Hmph. You telling me you had those animal balloons since November and your first time trying to create a 3 twist dog is today, the day you’re scheduled to upload your next video?! The script was memorized, your hair was cut, the lightening was right. But the reason you’re gonna be a day late is because you can’t make a got-damn giraffe?! A got-damn swan! Oh, something you could have practiced on yesterday, Sunday, your birthday, you know, days you wasn’t doing shit anyways. When I looked at you in the mirror earlier at the gym and said “I hate you” I wasn’t trying to motivate you. I meant that, literally. Who the hell are you, now? Because even Har-old was better than this shit!
Every year, between my birthday in October and New Year’s, I give myself what I call a “holiday period.” For three months, I try not to judge myself quite as harshly as I might during the rest of the year. During my “holiday,” I might have a drink or smoke a cigarette or sneak a bite of fish or stay out too late at a party, even though I know those actions aren’t contributing to how I ultimately want to live my life. But by giving myself that “break,” I’ve found it relieves some of the pressure I might feel during the rest of the year every time I turn down a drink, or don’t order the fish, or leave a party early. So while I might not always be a perfect yogi, or a perfect vegan, or a perfect father, I try not to feel guilty or anxious about the slipups I have during my “holiday,” or frankly, the slipups I have during the rest of the year too. I’ve learned that there’s no value in an emotion like guilt. It’s like empty carbs. They might seem to fill you up at the moment, but in the end they’re going to slow you down.
Remember that from Do You? This concept has been on my mind for a while and I was going to build off this and write this huge post about taking a vacation from yourself, but you need a complete relocation. Move and don’t come back. Not even to pay “Har-old” a visit. As I was brainstorming on how to expand on Russell Simmons’ idea, I started thinking about snakes and how they shed their old skin for new skin to symbolize their continuous growth. Poetry was born. I wrote this for you. It mirrors your current predicament. I hope you like it. Call it Skin I’m In.
I was between a rock and a hard place
Rubbing my head against the rough surface
My already stretched skin splits from my face
To the noise that makes predators nervous
It’s like taking off a sock inside out
Goodbye parasitic relationship
This new skin will not be your fucking couch
Lived rent free off your host, where was the tips?

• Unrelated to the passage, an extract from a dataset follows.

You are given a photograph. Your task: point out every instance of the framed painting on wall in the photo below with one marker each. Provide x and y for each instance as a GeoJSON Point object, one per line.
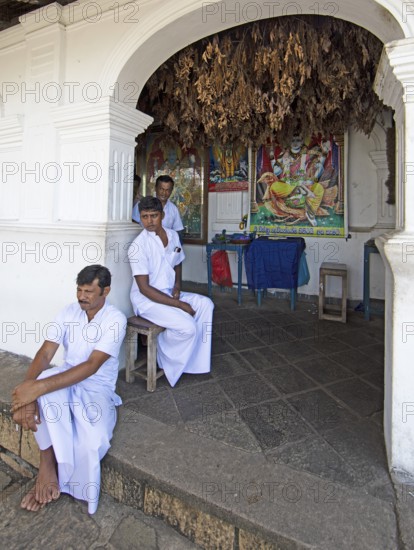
{"type": "Point", "coordinates": [228, 168]}
{"type": "Point", "coordinates": [300, 188]}
{"type": "Point", "coordinates": [187, 167]}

Only left when I was watched like a hawk
My fresh new skin symbolizes my growth
Not just physically but mentally sharp
Recognize I’m anaconda in both
Rebirth is something I cannot avoid
Why a snake is my umbilical cord
I Love You!
It’s real now. You got your gas station polo. You can realistically get down to 200 pounds in 19 days. Other than food, the only thing standing in your way of a great performance on May 27th is practice, practice, practice. And the only thing standing in your way of doing numbers is marketing. Time won’t wait.